By Randy D. Smith
The author harvested this Kansas buck during the end of a snow storm, which brought with it 40 mph winds and a windchill temperature south of zero.
-- I simply do not have the luxury of hunting on days when the weather is perfect. I'm certain most deer hunters are in the same boat. My home state of Kansas offers a total of 25 days for hunters to harvest a buck with a firearm. While that sounds like a fairly reasonable amount of time to most people, keep in mind that the number of so-called productive hunting days are much less.
Like many hunters, I have workplace obligations and the distance to my hunting area is great enough that I simply cannot hunt before and after work. Another point worthy of mentioning is that productive deer hunting falls faster than the unpredictable stock market once rifle hunters hit the woods.
Add wintry weather to the laundry list of adversity and it can be a daunting task to find yourself gripping a set of antlers before the season is over. However, the goal can be accomplished with a few scheduled vacation days and the know-how to hunt in rough weather.
Typically, I take time off from work to hunt the first seven days of our rifle season. The first five days are what I consider to the best opportunity to harvest a buck. Of those days, Wednesday through Friday have the least amount of pressure from other hunters. A non-scientific estimate reveals that I have seen and taken more than 90 percent of my truly nice bucks during those three days. It does not matter what the weather is like on that opening Wednesday, I am out there from dawn until the last moment of shooting light.
So what has the weather been like on those opening Wednesdays over the past 30 years of deer hunting? I can recall the number of ideal openers on the fingers of one hand. Oddly enough, I do not recall harvesting more than two bucks on nice opening days. But I can remember taking my best bucks in severe weather conditions.
There was a season when the weather was literally blizzard conditions. I plowed through 4-foot deep snowdrifts in my Suzuki Samurai that year. There was not another soul out hunting that day, and I seriously wondered if I had lost my mind.
I drove to a 240-acre sand hill pasture we leased with an 80-acre thick stand of red cedars, sand hill plum thickets and locus trees. I began still-hunting through the woods and quickly realized that in spite of the raging blizzard going on, fresh deer tracks were in plain view.
I found a large set of buck tracks and followed them to a cluster of cedars where the buck was waiting out the worst of the storm. I took that 140-class, 8-point buck at less than 40 yards away with a .45-70 Marlin. I had only been out in the elements just shy of 40 minutes.

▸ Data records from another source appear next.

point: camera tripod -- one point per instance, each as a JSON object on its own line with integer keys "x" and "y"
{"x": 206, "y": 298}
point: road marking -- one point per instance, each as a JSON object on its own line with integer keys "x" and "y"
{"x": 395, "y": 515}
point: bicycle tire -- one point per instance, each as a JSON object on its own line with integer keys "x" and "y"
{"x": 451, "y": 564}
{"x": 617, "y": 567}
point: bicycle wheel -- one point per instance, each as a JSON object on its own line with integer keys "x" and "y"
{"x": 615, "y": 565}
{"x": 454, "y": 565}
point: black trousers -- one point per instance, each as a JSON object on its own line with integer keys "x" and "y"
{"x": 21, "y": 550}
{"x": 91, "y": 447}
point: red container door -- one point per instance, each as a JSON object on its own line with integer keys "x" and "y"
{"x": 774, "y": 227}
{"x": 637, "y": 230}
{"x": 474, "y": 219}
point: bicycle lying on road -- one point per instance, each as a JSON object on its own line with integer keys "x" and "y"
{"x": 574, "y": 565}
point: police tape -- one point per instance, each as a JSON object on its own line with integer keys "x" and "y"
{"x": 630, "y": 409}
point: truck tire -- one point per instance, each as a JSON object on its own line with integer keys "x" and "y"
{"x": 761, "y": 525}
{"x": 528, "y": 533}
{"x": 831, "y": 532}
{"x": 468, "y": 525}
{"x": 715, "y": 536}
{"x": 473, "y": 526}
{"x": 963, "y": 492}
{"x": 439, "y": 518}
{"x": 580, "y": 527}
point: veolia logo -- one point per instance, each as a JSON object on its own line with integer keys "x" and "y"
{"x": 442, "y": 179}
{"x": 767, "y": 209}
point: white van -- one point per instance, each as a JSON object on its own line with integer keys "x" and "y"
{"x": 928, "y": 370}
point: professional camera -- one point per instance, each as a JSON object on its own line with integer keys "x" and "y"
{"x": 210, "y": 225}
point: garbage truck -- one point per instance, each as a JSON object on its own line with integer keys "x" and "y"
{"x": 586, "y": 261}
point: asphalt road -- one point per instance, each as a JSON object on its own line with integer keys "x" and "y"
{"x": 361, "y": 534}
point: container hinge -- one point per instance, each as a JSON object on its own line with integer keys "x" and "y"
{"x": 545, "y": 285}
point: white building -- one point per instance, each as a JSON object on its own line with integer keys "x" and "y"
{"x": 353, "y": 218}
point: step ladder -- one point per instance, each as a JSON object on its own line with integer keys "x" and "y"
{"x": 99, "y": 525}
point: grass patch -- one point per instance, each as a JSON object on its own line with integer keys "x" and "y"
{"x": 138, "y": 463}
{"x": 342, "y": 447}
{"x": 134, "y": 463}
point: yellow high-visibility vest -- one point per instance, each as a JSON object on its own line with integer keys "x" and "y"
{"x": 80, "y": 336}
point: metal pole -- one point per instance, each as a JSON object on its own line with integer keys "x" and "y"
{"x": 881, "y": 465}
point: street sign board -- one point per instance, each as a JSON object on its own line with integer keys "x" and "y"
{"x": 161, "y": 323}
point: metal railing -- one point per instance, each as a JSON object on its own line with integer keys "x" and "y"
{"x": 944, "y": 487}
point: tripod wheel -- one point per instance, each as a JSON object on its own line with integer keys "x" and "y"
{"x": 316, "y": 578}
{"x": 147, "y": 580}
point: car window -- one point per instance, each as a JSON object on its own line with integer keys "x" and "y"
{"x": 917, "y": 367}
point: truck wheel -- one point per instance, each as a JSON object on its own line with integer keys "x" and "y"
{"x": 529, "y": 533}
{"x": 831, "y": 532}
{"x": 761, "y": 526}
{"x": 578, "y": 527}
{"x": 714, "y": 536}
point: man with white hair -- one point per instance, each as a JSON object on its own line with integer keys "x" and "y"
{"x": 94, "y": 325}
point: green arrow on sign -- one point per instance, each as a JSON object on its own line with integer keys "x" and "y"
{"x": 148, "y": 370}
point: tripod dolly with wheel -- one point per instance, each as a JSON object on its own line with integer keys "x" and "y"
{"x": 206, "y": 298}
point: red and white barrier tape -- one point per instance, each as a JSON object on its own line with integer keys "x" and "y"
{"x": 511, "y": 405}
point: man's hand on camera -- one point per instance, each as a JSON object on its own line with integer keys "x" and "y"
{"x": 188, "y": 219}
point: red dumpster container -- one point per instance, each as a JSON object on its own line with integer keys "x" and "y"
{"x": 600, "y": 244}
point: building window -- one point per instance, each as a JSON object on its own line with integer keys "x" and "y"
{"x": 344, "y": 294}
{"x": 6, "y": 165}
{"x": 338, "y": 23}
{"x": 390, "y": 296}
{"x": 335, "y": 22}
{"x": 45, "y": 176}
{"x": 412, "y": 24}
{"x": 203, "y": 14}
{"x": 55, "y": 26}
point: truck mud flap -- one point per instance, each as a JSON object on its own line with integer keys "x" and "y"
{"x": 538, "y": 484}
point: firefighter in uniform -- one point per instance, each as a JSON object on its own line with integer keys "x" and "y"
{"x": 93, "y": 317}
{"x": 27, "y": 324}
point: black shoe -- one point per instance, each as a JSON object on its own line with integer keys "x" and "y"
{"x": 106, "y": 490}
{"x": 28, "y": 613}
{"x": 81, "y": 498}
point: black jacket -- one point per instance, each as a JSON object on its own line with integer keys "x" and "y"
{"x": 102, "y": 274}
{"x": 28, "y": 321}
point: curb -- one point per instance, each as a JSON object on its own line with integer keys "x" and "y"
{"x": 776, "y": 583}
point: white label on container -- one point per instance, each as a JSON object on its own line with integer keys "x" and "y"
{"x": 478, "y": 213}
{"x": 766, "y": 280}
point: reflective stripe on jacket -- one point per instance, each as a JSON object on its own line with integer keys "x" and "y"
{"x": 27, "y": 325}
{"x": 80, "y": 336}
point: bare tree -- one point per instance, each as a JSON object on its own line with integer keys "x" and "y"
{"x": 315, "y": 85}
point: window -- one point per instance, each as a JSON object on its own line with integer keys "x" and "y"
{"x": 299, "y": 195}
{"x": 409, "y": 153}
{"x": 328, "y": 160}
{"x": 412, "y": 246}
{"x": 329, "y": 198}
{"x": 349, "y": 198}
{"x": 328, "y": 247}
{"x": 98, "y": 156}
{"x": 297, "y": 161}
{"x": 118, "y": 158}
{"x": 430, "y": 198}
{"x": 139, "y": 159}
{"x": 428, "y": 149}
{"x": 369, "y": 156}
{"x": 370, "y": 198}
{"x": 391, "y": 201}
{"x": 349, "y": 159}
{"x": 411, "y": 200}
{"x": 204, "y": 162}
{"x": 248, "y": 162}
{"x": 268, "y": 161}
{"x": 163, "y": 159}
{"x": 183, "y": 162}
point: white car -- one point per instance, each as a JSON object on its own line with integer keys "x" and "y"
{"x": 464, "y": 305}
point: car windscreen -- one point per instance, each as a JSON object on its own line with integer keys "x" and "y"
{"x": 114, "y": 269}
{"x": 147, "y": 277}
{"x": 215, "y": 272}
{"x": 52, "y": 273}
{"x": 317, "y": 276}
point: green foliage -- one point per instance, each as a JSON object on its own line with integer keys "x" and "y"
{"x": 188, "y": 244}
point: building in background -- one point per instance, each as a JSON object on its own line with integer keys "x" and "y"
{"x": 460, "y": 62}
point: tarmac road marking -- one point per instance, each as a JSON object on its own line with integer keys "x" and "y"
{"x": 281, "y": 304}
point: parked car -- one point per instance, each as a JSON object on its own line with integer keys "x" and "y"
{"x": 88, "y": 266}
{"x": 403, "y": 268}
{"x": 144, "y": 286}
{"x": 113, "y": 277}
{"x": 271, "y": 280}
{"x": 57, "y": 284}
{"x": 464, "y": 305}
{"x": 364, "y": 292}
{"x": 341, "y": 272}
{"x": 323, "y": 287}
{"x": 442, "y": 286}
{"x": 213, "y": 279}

A year later I took another buck less than 10 minutes after a driving thunderstorm blew through the area. I sat in my truck until the storm subsided then worked my way slowly against a thicket and began a series of periodic low grunts. Immediately, the swollen-necked buck appeared and was ready for a fight. This would have been my best buck ever if it hadn't broken off several tines.

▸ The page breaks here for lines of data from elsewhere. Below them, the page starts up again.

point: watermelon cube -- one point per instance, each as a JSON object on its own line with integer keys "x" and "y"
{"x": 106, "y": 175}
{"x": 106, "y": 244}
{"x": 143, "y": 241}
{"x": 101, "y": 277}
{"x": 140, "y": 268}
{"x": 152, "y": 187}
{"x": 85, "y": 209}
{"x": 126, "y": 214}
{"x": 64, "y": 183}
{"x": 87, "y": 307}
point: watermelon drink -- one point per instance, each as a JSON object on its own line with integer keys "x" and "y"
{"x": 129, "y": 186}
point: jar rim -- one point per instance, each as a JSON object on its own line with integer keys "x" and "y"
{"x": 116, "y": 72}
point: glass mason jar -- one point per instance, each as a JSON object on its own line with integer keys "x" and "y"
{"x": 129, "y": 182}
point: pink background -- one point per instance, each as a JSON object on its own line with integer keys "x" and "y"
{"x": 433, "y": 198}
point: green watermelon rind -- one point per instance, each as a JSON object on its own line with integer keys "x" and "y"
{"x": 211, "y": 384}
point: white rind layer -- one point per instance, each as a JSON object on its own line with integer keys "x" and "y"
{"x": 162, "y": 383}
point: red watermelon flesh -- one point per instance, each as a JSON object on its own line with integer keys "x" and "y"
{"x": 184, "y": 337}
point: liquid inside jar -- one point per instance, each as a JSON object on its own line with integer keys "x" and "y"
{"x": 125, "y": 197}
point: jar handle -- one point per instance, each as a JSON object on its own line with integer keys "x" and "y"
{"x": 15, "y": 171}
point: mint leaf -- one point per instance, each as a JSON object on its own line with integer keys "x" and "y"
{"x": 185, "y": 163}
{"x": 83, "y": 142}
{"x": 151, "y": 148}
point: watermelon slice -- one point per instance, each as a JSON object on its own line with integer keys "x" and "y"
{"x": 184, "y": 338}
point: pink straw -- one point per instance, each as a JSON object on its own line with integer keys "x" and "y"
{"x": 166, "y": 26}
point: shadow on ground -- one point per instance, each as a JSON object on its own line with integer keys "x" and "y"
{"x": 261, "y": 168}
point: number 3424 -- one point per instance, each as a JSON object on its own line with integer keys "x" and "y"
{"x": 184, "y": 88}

Two bucks were taken on opening days when the winds were high and the wind chill index was well below zero. Another was taken as I stalked through knee-deep frozen snow just after a two-day blizzard, which ended the night before.

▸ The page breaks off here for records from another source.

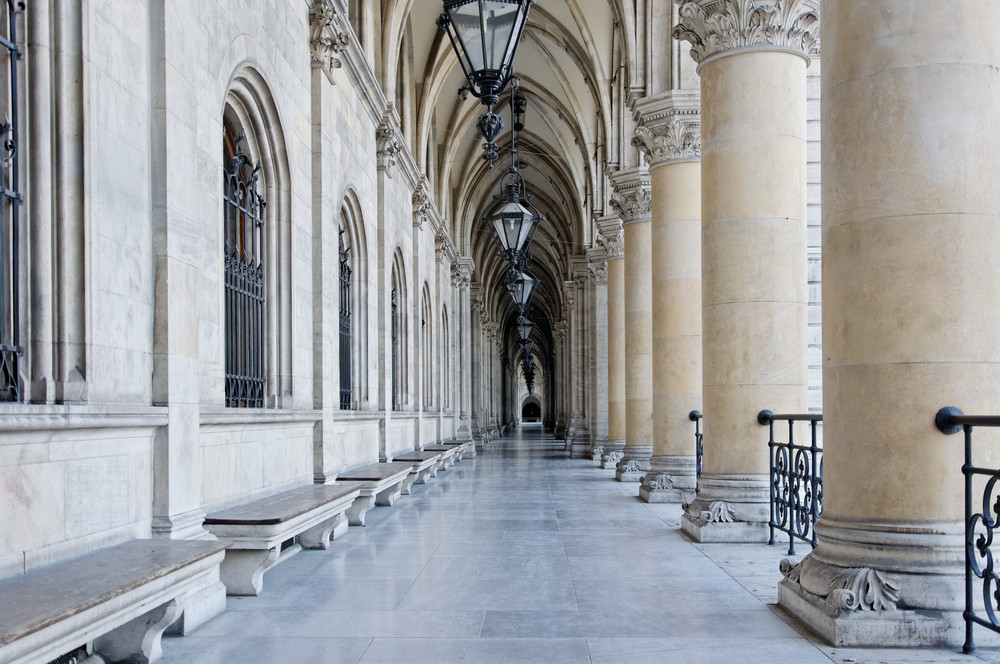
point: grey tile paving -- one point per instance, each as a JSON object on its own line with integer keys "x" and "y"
{"x": 523, "y": 555}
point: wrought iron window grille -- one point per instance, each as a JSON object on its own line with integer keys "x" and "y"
{"x": 796, "y": 479}
{"x": 11, "y": 350}
{"x": 345, "y": 324}
{"x": 245, "y": 287}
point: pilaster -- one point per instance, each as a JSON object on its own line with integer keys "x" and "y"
{"x": 633, "y": 202}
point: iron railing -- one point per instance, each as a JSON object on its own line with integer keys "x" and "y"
{"x": 695, "y": 417}
{"x": 345, "y": 324}
{"x": 796, "y": 479}
{"x": 979, "y": 564}
{"x": 244, "y": 228}
{"x": 11, "y": 350}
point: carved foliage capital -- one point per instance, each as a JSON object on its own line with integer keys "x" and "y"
{"x": 677, "y": 140}
{"x": 611, "y": 236}
{"x": 421, "y": 203}
{"x": 717, "y": 26}
{"x": 633, "y": 203}
{"x": 327, "y": 35}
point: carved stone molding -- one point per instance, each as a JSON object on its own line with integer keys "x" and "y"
{"x": 611, "y": 236}
{"x": 718, "y": 512}
{"x": 677, "y": 140}
{"x": 854, "y": 589}
{"x": 714, "y": 27}
{"x": 387, "y": 143}
{"x": 327, "y": 36}
{"x": 421, "y": 203}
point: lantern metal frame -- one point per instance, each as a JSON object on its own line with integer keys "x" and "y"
{"x": 485, "y": 82}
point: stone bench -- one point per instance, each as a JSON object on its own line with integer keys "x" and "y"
{"x": 260, "y": 530}
{"x": 122, "y": 598}
{"x": 380, "y": 484}
{"x": 424, "y": 464}
{"x": 448, "y": 454}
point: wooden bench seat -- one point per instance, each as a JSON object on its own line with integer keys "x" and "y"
{"x": 121, "y": 598}
{"x": 425, "y": 464}
{"x": 448, "y": 454}
{"x": 380, "y": 484}
{"x": 309, "y": 514}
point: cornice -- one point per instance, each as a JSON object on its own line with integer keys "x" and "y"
{"x": 719, "y": 27}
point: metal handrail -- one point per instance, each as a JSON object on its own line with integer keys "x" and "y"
{"x": 695, "y": 417}
{"x": 978, "y": 553}
{"x": 796, "y": 482}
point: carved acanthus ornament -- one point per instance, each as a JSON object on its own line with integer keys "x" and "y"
{"x": 328, "y": 38}
{"x": 677, "y": 140}
{"x": 387, "y": 143}
{"x": 717, "y": 26}
{"x": 634, "y": 203}
{"x": 421, "y": 203}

The best buck I've taken in Kansas was during early muzzleloader season. I waited in a tent-style ground blind during a driving rain storm from dawn until 11 a.m. and didn't so much as see a squirrel. I decided to give up and head to the farmhouse for a cup of coffee and some lunch.
As I trudged through the mud, soaking wet weeds and rain to get to my truck, I walked into three bucks following the same trail in the opposite direction. I stood against a large cottonwood tree and sized them up. The best was the last in line, and when the buck got into the open, I sent a .54 caliber round ball through its brisket at less than 40 yards away.
So what's to be learned from these experiences? They all have the same weather conditions in common. In every case I went to the thickest, most isolated cover I had available. No one else was hunting, and I was in a place where I was out of the wind and could enjoy some measure of protection from the elements.
For each opportunity, I was still-hunting, and remained quiet except when I was using a grunt call. On several occasions, I was following fresh tracks or a commonly used deer trail. Every buck was taken at less than 50 yards with a so-called brush buster style of firearm - big bore muzzleloader, lever-action .45-70 or bolt-action 8mm Mauser.
Sure, there have also been bad weather days when I headed home cold and miserable without a buck. But, the really good trophies have all been bad weather bucks, and that is why I will hunt those days as long as I'm able to do so.